4.6 Next Steps in Understanding Value of Molecular Testing in Cancer—Exploring Elements of Value and Approaches to Their Measurement

The dominance of clinical value elements and prevalence of use of the QALY concluded from this review demonstrates the tendency for studies estimating molecular testing in cancer 's value to focus on quantifiable and commensurable elements. Combined with the fact this review identified no multi-criteria decision analyses, this suggests a gap in the literature with respect to trialling methods that more deliberatively assess value, like the approach increasingly seen in the HTA of pharmaceuticals [82].

It is likely that the design of studies that focus on the value of molecular testing in cancer are dictated by the market they are trying to receive reimbursement from. For jurisdictions where the decision and reimbursement of molecular testing and targeted medicines or preventative strategies may be independent of each other (e.g., different decision-making bodies), evidence may be interpreted without due attention to complementarity [18].
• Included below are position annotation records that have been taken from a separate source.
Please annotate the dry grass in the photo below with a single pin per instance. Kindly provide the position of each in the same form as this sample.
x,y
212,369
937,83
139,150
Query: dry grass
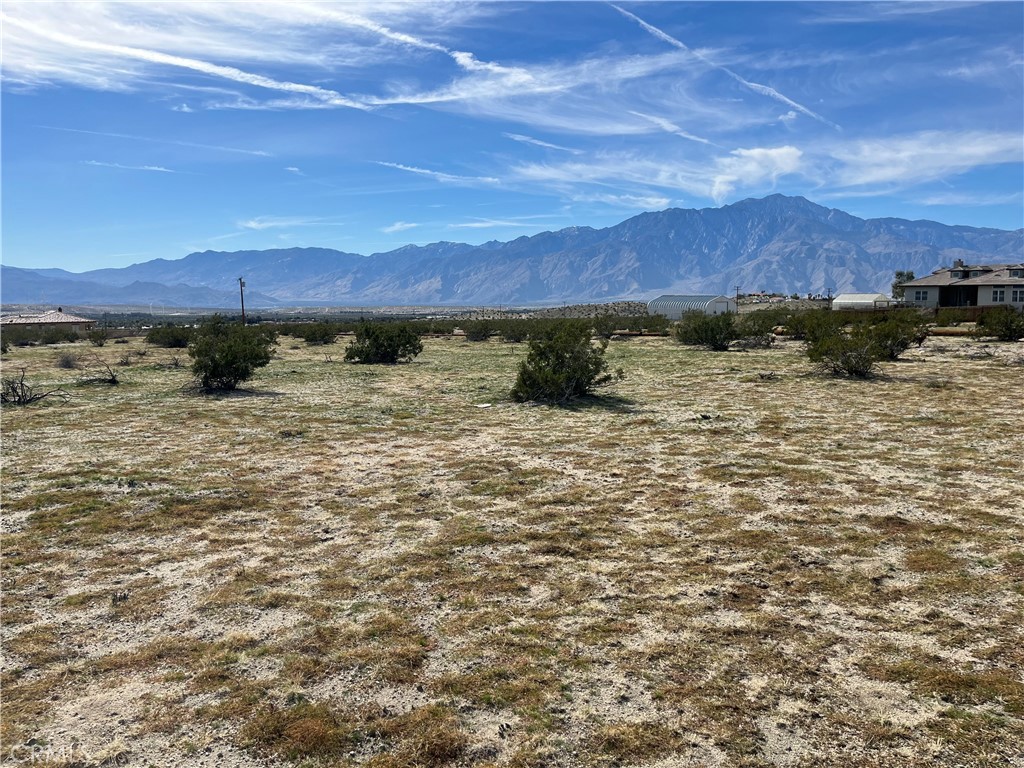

A next logistical step is the further exploration of the non-clinical elements of value important to the range of relevant stakeholders, with attention to the complex interplay and joint influences of psychological consequences of knowing, value of reduced uncertainty, and spillover outcomes in the context of precision oncology’s heterogeneity of outcomes. Once these are better understood the field can move onto the quantification and commensuration of the conventional and novel elements of value. It is not known whether the identified novel elements are reflective of indigenous peoples’ values as this research has not been undertaken, highlighting a priority focus for future research. Also, while this is a scoping exercise to map how value is defined for molecular testing in cancer, our review findings suggest that once elements of value are identified, data for these must be collected.

4.7 Conclusions

Molecular testing in cancer has increased clinical attention, necessitating robust approaches to value assessment to support optimal and equitable implementation. Published studies that focus on the value of molecular testing in cancer highlight the lack of an agreed definition of value in this setting. Ongoing research is warranted to clarify how value is defined in a way that accounts for molecular testing as a process, and with a breadth of outcomes through an equity lens, including psychological benefits and benefits beyond the tested individual.